Re: [PATCH V16 08/23] mmc: core: Support UHS-II Auto Command Error Recovery

From: Victor Shih
Date: Sun Jun 09 2024 - 14:40:29 EST


On Fri, May 31, 2024 at 7:23 PM Adrian Hunter <adrian.hunter@xxxxxxxxx> wrote:
>
> On 31/05/24 13:31, Victor Shih wrote:
> > On Fri, May 24, 2024 at 2:54 PM Adrian Hunter <adrian.hunter@xxxxxxxxx> wrote:
> >>
> >> On 22/05/24 14:08, Victor Shih wrote:
> >>> From: Victor Shih <victor.shih@xxxxxxxxxxxxxxxxxxx>
> >>>
> >>> Add UHS-II Auto Command Error Recovery functionality
> >>> into the MMC request processing flow.
> >>
> >> Not sure what "auto" means here, but the commit message
> >> should outline what the spec. requires for error recovery.
> >>
> >
> > Hi, Adrian
> >
> > I will add instructions in the v17 version.
> >
> > Thanks, Victor Shih
> >
> >>>
> >>> Signed-off-by: Ben Chuang <ben.chuang@xxxxxxxxxxxxxxxxxxx>
> >>> Signed-off-by: Victor Shih <victor.shih@xxxxxxxxxxxxxxxxxxx>
> >>> ---
> >>>
> >>> Updates in V16:
> >>> - Separate the Error Recovery mechanism from patch#7 to patch#8.
> >>>
> >>> ---
> >>>
> >>> drivers/mmc/core/core.c | 4 ++
> >>> drivers/mmc/core/core.h | 1 +
> >>> drivers/mmc/core/sd_uhs2.c | 80 ++++++++++++++++++++++++++++++++++++++
> >>> include/linux/mmc/host.h | 6 +++
> >>> 4 files changed, 91 insertions(+)
> >>>
> >>> diff --git a/drivers/mmc/core/core.c b/drivers/mmc/core/core.c
> >>> index 68496c51a521..18642afc405f 100644
> >>> --- a/drivers/mmc/core/core.c
> >>> +++ b/drivers/mmc/core/core.c
> >>> @@ -403,6 +403,10 @@ void mmc_wait_for_req_done(struct mmc_host *host, struct mmc_request *mrq)
> >>> while (1) {
> >>> wait_for_completion(&mrq->completion);
> >>>
> >>> + if (host->ops->get_cd(host))
> >>> + if (mrq->cmd->error || (mrq->data && mrq->data->error))

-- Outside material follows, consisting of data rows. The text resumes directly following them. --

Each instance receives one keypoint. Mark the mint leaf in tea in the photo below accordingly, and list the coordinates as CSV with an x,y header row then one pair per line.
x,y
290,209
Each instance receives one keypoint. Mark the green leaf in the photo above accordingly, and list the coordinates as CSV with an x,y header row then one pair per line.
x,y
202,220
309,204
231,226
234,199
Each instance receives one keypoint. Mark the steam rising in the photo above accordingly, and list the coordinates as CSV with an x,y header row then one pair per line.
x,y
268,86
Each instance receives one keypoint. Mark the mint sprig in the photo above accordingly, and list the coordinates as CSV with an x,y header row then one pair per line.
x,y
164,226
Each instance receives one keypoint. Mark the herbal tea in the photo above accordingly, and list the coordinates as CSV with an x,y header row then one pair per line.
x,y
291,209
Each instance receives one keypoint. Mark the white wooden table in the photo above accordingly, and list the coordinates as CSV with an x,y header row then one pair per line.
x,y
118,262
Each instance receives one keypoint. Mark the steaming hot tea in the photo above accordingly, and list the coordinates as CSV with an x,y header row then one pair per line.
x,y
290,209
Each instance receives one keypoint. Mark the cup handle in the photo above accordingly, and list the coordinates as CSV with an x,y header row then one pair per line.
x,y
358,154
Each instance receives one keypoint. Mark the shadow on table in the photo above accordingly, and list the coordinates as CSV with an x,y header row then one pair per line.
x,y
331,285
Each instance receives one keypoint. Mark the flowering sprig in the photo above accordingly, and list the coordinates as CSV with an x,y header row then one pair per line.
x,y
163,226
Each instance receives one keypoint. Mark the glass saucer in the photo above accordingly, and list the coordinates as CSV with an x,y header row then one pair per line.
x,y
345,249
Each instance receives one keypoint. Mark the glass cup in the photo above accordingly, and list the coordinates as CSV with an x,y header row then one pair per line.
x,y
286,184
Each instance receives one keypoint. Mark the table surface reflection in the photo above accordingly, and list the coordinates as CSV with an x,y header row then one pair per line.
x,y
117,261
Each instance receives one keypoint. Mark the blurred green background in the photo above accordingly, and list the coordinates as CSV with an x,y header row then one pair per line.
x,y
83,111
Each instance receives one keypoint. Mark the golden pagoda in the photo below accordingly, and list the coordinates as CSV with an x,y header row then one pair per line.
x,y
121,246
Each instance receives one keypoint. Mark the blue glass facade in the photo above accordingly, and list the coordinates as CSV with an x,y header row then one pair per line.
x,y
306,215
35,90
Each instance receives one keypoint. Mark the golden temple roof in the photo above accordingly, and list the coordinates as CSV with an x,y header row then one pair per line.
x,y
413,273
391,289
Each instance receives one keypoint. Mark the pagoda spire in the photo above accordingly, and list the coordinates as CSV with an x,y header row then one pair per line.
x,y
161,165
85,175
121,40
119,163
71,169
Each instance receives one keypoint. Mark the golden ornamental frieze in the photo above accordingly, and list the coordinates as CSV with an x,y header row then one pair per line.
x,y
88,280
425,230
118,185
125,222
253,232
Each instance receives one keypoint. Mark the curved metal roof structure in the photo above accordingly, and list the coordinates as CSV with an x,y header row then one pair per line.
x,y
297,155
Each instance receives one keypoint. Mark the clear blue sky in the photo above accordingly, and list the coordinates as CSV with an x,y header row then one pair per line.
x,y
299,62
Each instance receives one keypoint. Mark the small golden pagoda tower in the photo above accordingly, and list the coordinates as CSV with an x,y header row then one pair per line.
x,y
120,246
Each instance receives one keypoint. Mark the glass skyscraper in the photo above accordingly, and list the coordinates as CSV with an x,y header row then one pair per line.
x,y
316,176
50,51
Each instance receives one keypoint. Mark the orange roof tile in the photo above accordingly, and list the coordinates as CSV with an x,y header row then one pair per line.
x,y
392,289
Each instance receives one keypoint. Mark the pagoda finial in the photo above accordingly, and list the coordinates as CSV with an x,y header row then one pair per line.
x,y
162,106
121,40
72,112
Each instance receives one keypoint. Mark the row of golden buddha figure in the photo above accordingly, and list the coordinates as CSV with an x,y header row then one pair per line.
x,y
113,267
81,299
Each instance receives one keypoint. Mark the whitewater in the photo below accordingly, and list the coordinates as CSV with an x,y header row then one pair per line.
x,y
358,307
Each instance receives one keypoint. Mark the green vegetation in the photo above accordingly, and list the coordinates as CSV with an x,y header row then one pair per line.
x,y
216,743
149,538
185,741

> >>> + mmc_sd_uhs2_error_recovery(host, mrq);
> >>
> >> There are several issues with this:
> >>
> >> 1. It is not OK to start a request from within the request path
> >> because it is recursive:
> >>
> >> mmc_wait_for_req_done() <--
> >> mmc_sd_uhs2_error_recovery()
> >> sd_uhs2_abort_trans()
> >> mmc_wait_for_cmd()
> >> mmc_wait_for_req()
> >> mmc_wait_for_req_done() <--
> >>
> >> 2. The mmc block driver does not use this path
> >>
> >> 3. No need to always call ->get_cd() if there is no error
> >>
> >> It is worth considering whether the host controller could
> >> send the abort command as part of the original request, as
> >> is done with the stop command.
> >>
> >
> > Hi, Adrian
> >
> > 1. It looks like just issuing a command in
> > mmc_wait_for_req_done() will cause a recursion.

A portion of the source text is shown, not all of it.